Can’t we start a rumor that snakeheads improve the virility of elderly Chinese men? That seems to push everything else to the brink of extinction in nothing flat.

Exactly why (in theory) it takes so dang long for such techniques to work, and why they are so expensive. You have to overcome the natural tendency of the lower fitness individuals to fail to compete by continued artificial reproduction and release of the less-fit version. It has never been done, as of yet. But in theory, it could work, it just takes time and money.

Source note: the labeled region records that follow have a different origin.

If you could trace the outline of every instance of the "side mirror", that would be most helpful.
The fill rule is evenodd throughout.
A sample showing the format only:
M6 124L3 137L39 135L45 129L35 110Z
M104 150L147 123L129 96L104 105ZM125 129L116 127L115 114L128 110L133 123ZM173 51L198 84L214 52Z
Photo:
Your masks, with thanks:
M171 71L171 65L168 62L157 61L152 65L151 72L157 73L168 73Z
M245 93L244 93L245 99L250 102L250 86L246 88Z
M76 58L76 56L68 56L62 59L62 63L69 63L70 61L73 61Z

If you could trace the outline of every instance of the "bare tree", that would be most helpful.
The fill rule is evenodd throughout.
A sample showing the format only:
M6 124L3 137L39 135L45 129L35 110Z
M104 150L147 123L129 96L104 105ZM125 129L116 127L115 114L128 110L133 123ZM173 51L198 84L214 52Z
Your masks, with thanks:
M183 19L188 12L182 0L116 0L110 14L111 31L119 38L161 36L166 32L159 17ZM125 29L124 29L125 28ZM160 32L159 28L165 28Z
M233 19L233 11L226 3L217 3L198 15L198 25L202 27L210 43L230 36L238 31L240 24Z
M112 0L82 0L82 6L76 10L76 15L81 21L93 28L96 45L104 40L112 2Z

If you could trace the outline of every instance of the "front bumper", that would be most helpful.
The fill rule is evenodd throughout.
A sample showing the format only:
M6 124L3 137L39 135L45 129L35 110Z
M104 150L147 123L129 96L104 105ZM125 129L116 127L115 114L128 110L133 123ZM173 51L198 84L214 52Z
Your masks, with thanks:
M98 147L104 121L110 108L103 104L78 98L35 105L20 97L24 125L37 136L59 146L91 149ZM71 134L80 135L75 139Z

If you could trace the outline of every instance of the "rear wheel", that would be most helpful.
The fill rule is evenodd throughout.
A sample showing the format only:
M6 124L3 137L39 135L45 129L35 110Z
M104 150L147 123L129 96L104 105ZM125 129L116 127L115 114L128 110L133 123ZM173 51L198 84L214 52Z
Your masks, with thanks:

Another thing to remember, on the reverse end: the potential for continued escape of GM modified salmon, for example, could be a drag on the gene pool, if those fish are less fit than the native ones. (the fish are not less fit from the viewpoint of the fish farmer, of course, because they grow faster - but the traits that make them grow faster in aquaculture, and other traits that are not necessarily bad in cage aquaculture might make a fish much less fit in the wild.) If they stop escaping (read, are no longer used - because if they are used they WILL escape), and the genes are less fit in the wild, one surmises the genes would breed out over time, if the species survives the damage to the gene pool in the meantime.